In the electricity storage device of the present invention, the positive electrode may be formed by, for example, mixing a fullerene derivative represented by the above formula (1), a conductive material, and a binder and then press-molding the current collector. The current collector is not particularly limited, for example, InSnO _2, SnO _2, ZnO, transparent conductive material such as an In ₂ O _2, fluorine-doped tin oxide (SnO _2: F), antimony-doped tin oxide ( Those materials doped with impurities such as SnO ₂ : Sb), tin-doped indium oxide (In ₂ O ₃ : Sn), ZnO, Al-doped zinc oxide (ZnO: Al), and Ga-doped zinc oxide (ZnO: Ga) A single layer or a laminated layer such as glass or a polymer can be used. The film thickness is not particularly limited, but is preferably about 3 nm to 10 μm. The glass or polymer surface may be flat, or the surface may be uneven. Further, a metal plate such as stainless steel, aluminum, or copper can be used as the current collector plate.

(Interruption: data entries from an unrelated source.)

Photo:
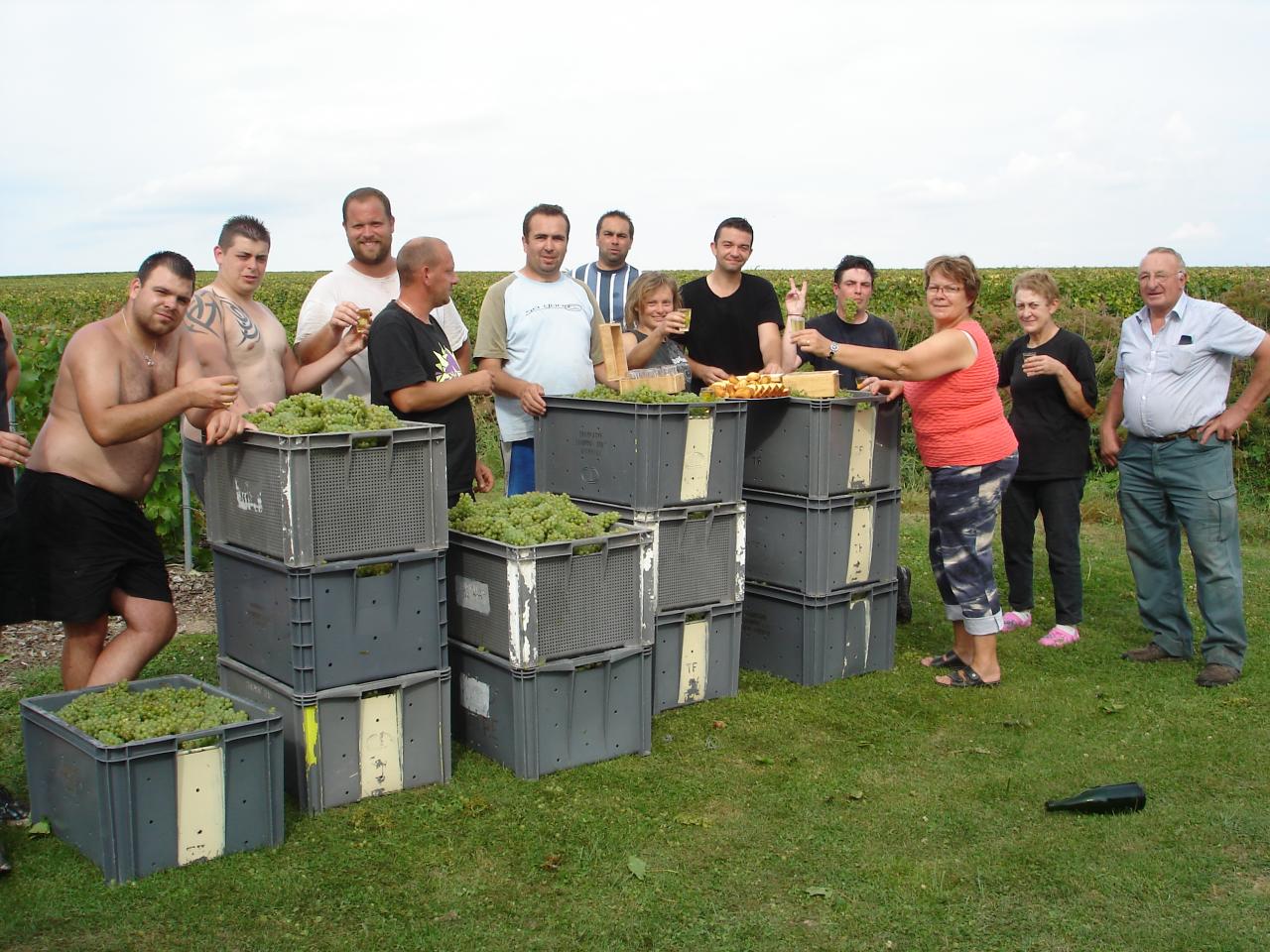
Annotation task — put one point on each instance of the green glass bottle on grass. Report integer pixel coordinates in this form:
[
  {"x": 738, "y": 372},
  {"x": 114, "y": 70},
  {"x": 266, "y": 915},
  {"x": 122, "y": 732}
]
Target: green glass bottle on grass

In the electricity storage device of the present invention, the electrolyte is not particularly limited, but an electrolytic solution containing a supporting salt, a gel electrolyte, a solid electrolyte, or the like can be used. Examples of the supporting salt include LiPF ₆ , LiClO ₄ , LiBF ₄ , Li (CF ₃ SO ₂ ) ₂ N, (C ₂ H ₅ ) ₄ NBF ₄ , (C ₄ H ₉ ) ₄ NBF ₄ , (C ₂ H ₅ ) Known supporting salts such as ₄ NPF ₆ and (C ₄ H ₉ ) ₄ NPF ₆ can be used. As the supporting salt, ionic liquids such as 1-methyl-3-propylimidazolium bis (trifluorosulfonyl) imide and 1-ethyl-3-butylimidazolium tetrafluoroborate can also be used. The concentration of the supporting salt is preferably 0.1 to 2.0M, and more preferably 0.8 to 1.2M. As an electrolytic solution, for example, ethylene carbonate (EC), propylene carbonate (PC), γ-butyrolactone (γ-BL), diethyl carbonate (DEC), dimethyl carbonate (DMC) and the like are used for conventional secondary batteries and capacitors. An organic solvent is mentioned. These may be used alone or in combination. The gel electrolyte is not particularly limited. For example, a polymer such as polyvinylidene fluoride, polyethylene glycol, or polyacrylonitrile, or a saccharide such as an amino acid derivative or sorbitol derivative is added with an electrolyte containing a supporting salt. And a gel electrolyte. Examples of the solid electrolyte include inorganic solid electrolytes and organic solid electrolytes. Well-known inorganic solid electrolytes include, for example, Li nitrides, halides, oxyacid salts, and the like. Among _{them, Li 4 SiO 4, Li 4} SiO 4 -LiI-LiOH, xLi 3 PO 4 - (1-x) Li 4 SiO 4, Li 2 SiS 3, Li 3 PO 4 -Li 2 S-SiS 2, sulfide Examples thereof include phosphorus compounds. These may be used alone or in combination. Examples of the organic solid electrolyte include polyethylene oxide, polypropylene oxide, polyvinyl alcohol, polyvinylidene fluoride, polyphosphazene, polyethylene sulfide, polyhexafluoropropylene, and derivatives thereof. These may be used alone or in combination.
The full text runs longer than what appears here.